I did not "stand against Laura Pidcock". Laura Pidcock stood against me. I have been politically active in North West Durham since she was a small child, she never set eyes on the place until after she had been imposed as the Labour candidate here in 2017, and the fact that I would eventually make a bid for this seat had been common knowledge in political circles here for a quarter of a century.

Even if all of my supporters had voted Labour, which some of them would never have done, then Richard Holden would still have won.
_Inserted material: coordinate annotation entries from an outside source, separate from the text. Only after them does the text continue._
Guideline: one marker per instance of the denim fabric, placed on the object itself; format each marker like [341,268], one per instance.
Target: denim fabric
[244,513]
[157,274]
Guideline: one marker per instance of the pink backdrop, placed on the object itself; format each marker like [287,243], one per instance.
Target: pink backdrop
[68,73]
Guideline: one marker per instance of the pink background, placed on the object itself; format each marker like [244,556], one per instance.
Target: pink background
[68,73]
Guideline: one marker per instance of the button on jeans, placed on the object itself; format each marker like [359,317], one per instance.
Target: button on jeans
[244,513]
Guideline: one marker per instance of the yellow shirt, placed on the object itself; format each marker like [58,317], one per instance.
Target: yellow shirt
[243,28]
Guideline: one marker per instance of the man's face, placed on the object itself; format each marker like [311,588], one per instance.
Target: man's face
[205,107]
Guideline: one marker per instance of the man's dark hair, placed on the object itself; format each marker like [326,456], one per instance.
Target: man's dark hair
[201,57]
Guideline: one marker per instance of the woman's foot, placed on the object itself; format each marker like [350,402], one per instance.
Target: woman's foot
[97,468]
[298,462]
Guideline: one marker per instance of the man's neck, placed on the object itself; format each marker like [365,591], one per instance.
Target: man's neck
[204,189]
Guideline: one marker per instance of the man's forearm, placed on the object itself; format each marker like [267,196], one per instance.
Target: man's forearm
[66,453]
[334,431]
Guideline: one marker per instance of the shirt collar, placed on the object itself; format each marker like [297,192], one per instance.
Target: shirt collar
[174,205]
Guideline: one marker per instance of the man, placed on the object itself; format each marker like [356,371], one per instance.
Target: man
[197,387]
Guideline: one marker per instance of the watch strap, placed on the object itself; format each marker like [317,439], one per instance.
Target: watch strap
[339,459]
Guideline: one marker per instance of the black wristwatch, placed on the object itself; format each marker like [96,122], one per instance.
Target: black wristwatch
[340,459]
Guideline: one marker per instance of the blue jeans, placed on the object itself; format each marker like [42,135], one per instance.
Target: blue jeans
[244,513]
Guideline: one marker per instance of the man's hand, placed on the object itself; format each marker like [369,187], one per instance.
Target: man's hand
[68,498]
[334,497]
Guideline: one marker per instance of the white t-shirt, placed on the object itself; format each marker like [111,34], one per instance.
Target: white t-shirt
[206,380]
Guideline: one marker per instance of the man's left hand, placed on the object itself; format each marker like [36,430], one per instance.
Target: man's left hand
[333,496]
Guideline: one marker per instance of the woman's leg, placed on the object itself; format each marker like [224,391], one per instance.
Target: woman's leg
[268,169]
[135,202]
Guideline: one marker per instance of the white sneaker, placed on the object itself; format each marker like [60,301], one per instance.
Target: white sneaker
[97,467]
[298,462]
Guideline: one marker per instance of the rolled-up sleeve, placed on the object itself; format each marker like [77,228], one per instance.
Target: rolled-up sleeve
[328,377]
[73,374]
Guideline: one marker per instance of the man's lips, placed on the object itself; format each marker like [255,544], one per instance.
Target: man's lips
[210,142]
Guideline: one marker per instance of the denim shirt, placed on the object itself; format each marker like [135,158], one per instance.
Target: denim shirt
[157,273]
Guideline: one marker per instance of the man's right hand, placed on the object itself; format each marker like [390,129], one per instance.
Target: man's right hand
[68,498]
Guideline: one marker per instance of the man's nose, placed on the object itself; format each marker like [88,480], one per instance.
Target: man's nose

But it is worth mentioning that whereas my proposer had been Deputy Leader of Durham County Council, no one who signed her nomination papers had ever been elected above Parish level, if at all.

We got her in 2017 because Ronnie Campbell had refused to retire and see her hand Blyth Valley to the Conservatives, but since the Conservatives won Blyth Valley in 2019, then she would still have been out of Parliament by now. Here at North West Durham, the right-wing Labour machine is determined to have the candidate that it would have produced this year if the 2015 Parliament had run its course.

It is also engaged in obsessive, never-ending lawfare to stop me, with a full Parliament's notice, from taking 1500 votes and keeping this seat blue. But I have 650 options. If I could raise enough money to be a viable candidate, then I would contest the seat where the most people had offered to sign my nomination papers. Please give generously.

In the meantime, there are 34 MPs in the Socialist Campaign Group, and 17 of them, half of the total, were first elected on the night that Laura Pidcock lost her seat. If there are future and even rising leaders of the Left in the Labour Party, then that is where to look for them.